Zdrowie prezydentów USA to zagadnienie, które mocno rozpala Amerykanów od lat. W świetle ostatnich niepokojów o stan zdrowia Joe Bidena media i obywatele zaczęli mocno naciskać na Biały Dom, by szerzej dzielił się informacjami o kondycji prezydenta. Ale takie działanie mogłoby nieść jednocześnie duże ryzyko, także dla całych Stanów Zjednoczonych. Zatem gdzie jest ta granica między etycznym obowiązkiem względem wyborców a prywatnością?
- Ani prezydent USA, ani kandydaci na ten urząd nie są zobowiązani żadnymi przepisami prawa do ujawniania swojej dokumentacji medycznej. Część decyduje się jednak na taki krok. Robią to w różnych formach i zakresach oraz z różnych pobudek.
- Praktyka ta jest wynikiem szeregu wydarzeń oraz nasilającej się na przestrzeni lat presji opinii publicznej i mediów.
- Wiele zmieniła kampania prezydencka z 1992 roku, kiedy wątpliwości związane ze stanem zdrowia pojawiły się w kontekście każdego z kandydatów.

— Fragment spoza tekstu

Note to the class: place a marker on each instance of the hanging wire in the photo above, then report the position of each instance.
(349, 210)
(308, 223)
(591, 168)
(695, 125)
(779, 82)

- Choć urzędujący prezydent Joe Biden publikuje raporty medyczne po corocznych badaniach fizykalnych, to w ostatnich tygodniach nasiliły się wątpliwości co do jego kondycji. Opinia publiczna domaga się przedstawienia szerszych i szczegółowych informacji.
- Nasi rozmówcy zwracają uwagę, że informacje medyczne o stanie zdrowia głowy państwa mogą mieć znaczenie strategiczne - na przykład dla obcych wywiadów lub politycznych oponentów.
- Kluczowe pytania to: Czy i ile powinniśmy wiedzieć na temat stanu zdrowia prezydenta USA? Gdzie jest granica między etycznym obowiązkiem wobec wyborców a poszanowaniem prywatności?
Komentatorzy życia publicznego nierzadko głoszą opinię, że obserwacja kandydata przemierzającego kampanijny szlak przynosi najlepszą ocenę jego zdrowia fizycznego i funkcji poznawczych. W 2020 roku Joe Biden powiedział, że jest "nieustannie wystawiany na próby" za sprawą pracy związanej z ubieganiem się o stanowisko prezydenta. - Musicie tylko mnie obserwować - przekonywał tych, którzy już wtedy zwracali uwagę na jego wiek (w 2020 roku miał rocznikowo 78 lat).
Tak więc cały świat, ale szczególnie Stany Zjednoczone, przyglądały się Bidenowi przez tygodnie tegorocznej kampanii przed amerykańskimi wyborami prezydenckimi. A to, co widzieli, budziło ich niepokój i podsycało obawy o to, czy będzie on w stanie pełnić urząd przez drugą kadencję.